Jack Lindeman taught at Lincoln and Temple Universities and at Kutztown State College/Kutztown University, published poetry in the following other journals: the Southwest Review, the New York Times, The Nation, Poetry Magazine, Prairie Schooner, Epos: a Quarterly of Poetry, and Colorado Quarterly. His literary criticism appeared in The Literary Review, The Massachusetts Review, Rocky Mountain Review of Language and Literature, School and Society, and Modern Age. He wrote on William James and Herman Melville.

== Career ==
His more recent poetry appears in Commonweal, Argestes, Poetry Now, Compass Rose, Chiron Review, Blue Unicorn, Bellowing Ark, and CommonSense2, and he is included in the anthology From Both Sides Now, published by Scribner, 1998.

Lindeman edited the little magazine Whetstone: A Quarterly Review between 1955 and 1961 with Edgar H. Schuster, who authored American Literature: A Chronological Approach, Breaking the Rules: Liberating Writers through Innovative Grammar Instruction, and Our Common Language.

Lindeman's books include Twenty-One Poems (Pamplona [Spain]: Atlantis Editions, 1963); The Conflict of convictions(Philadelphia : Chilton 1968); Appleseed Hollow: A Chronicle of Caring (a diary of farm life in Pennsylvania)(Bloomington, Ind.: 1stBooks, 2002). His most recent book is As If by Finishing Line Press, 2005.

Jack Lindeman's nine-page 1959 article “The ‘Trench Poems’ of Isaac Rosenberg” in The Literary Review that cemented Rosenberg's poetry in the minds of many readers.

Lindeman's article was never republished, but it is referenced throughout the decades, excluding only the 1990s.
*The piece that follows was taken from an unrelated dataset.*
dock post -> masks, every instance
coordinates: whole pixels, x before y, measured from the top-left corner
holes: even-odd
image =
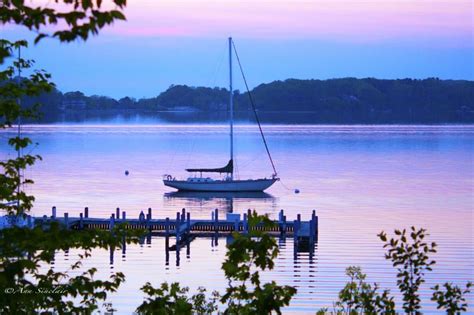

In the 1950s and 1960s, it was listed in Little Magazines, Books Abroad, MLA International Bibliography, Abstracts of English Studies, Poetry Magazine, The Year’s Work in English Studies, and the Annual Bibliography of English Language and Literature. In the 1970s, it was listed in The Little Review, (in French by) Les Poetes-combattants anglais de la Grande guerre, Spirit Above Wars by Banerjee. In the 1980s, it was listed in The Transitional Age: British literature 1880–1920, Articles on Twentieth Century Literature and Gale's Twentieth-Century Literary Criticism. And, in 2000, it is listed in Gale's British poets of the Great War: Brooke, Rosenberg, Thomas: a documentary volume.